Caramelize the onions slowly over a low flame. This should take around an hour. You want them to be sweet and turning golden brown, but certainly not burnt. Stir every once in awhile to make sure they don’t burn or stick. I cooked them in olive oil, but they would certainly be delicious in butter as well. I never know the best time to salt the onions, so I gave them a generous pinch about halfway through cooking.

While the onions are cooking, wash and slice the potatoes as thinly as possible. I wish I had a mandoline, but I don’t yet (this would make a nice graduation present, hint hint), so I made do with a sharp knife.

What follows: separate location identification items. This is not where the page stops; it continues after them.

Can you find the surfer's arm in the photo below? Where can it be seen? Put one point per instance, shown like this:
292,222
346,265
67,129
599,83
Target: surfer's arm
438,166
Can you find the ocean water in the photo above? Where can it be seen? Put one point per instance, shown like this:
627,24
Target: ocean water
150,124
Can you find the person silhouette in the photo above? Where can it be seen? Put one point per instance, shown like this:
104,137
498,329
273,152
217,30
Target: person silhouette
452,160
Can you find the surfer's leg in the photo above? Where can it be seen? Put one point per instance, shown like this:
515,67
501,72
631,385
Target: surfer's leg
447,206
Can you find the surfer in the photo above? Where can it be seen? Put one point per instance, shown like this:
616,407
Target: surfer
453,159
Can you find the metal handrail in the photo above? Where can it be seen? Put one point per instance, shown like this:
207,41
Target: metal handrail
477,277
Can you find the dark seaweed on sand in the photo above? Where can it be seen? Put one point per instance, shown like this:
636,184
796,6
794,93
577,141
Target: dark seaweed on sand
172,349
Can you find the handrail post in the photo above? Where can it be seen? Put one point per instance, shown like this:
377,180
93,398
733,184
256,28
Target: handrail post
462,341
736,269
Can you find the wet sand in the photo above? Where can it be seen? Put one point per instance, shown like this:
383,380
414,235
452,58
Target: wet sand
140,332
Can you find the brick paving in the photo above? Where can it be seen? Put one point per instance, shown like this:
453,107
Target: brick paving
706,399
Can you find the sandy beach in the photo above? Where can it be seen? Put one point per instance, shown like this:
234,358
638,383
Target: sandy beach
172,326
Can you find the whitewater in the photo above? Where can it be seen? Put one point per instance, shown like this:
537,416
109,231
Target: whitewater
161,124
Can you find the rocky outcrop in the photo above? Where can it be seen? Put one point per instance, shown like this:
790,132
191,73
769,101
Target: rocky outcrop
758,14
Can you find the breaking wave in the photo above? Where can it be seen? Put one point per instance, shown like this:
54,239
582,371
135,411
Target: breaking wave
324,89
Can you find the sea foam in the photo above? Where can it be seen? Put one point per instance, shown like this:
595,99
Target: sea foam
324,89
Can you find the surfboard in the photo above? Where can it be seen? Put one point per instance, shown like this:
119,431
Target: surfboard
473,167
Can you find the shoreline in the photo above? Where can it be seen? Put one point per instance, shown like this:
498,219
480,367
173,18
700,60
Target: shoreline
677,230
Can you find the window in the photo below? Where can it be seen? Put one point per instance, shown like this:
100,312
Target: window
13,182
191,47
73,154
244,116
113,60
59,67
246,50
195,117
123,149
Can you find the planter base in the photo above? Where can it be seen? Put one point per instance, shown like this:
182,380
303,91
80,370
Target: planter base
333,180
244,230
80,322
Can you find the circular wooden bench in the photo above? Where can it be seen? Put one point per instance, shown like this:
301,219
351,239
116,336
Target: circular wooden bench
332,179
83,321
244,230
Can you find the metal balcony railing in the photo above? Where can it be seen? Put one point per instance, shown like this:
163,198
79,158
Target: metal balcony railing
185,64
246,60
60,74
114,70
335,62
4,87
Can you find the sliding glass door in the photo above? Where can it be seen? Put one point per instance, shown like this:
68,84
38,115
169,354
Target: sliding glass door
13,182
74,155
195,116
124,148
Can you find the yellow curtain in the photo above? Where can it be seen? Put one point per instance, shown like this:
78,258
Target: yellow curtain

Salt generously and set aside.

Wash the gardencress, and discard any wilted or brown leaves.

Flour a clean countertop and roll out the crust dough (this should have been sitting in the fridge for a couple of hours chilling, if you’re making it the day-of, but you can make it ahead up to a couple days, as long as its well-wrapped). Since the galette is free-form, the crust can be any shape you want, but make sure that it is nice and thin, somewhere between 1/8- and ¼-inch. Carefully move to a parchment lined baking sheet. Depending on the fragility of the dough, I either fold it in half (if it is nice and strong), and pick it up gently to move it, or I roll it up on the rolling pin, and then unroll it onto the pan (this works better than folding if the dough is especially delicate). Cover the crust and refrigerate until the ingredients are ready.

Heat the oven to about 375°.

Once the onions are cooked, pat the potatoes dry with paper towels, and season them with pepper. Arrange the potatoes on the crust, leaving about an inch of crust on all sides. I did this in two layers, alternating with the cheese, but you should arrange them in whatever way makes you the most excited. Top the potatoes with the onions. I made enough for a generous mound. Gently fold the crust edges up over the potatoes and onions, folding and pressing with your fingers to seal when necessary. This is supposed to look rustic, so don’t worry about uniformity.

Bake the galette for about 20-30 minutes, or until the crust is golden brown and all of the insides are bubbling and golden. The onions on top will get crispy, but this is a good thing. Once it is done, move the pan to a cooling rack and immediately top with the gardencress. Let cool to room temperature before cutting into four pieces. Eat with your hands while sitting outside.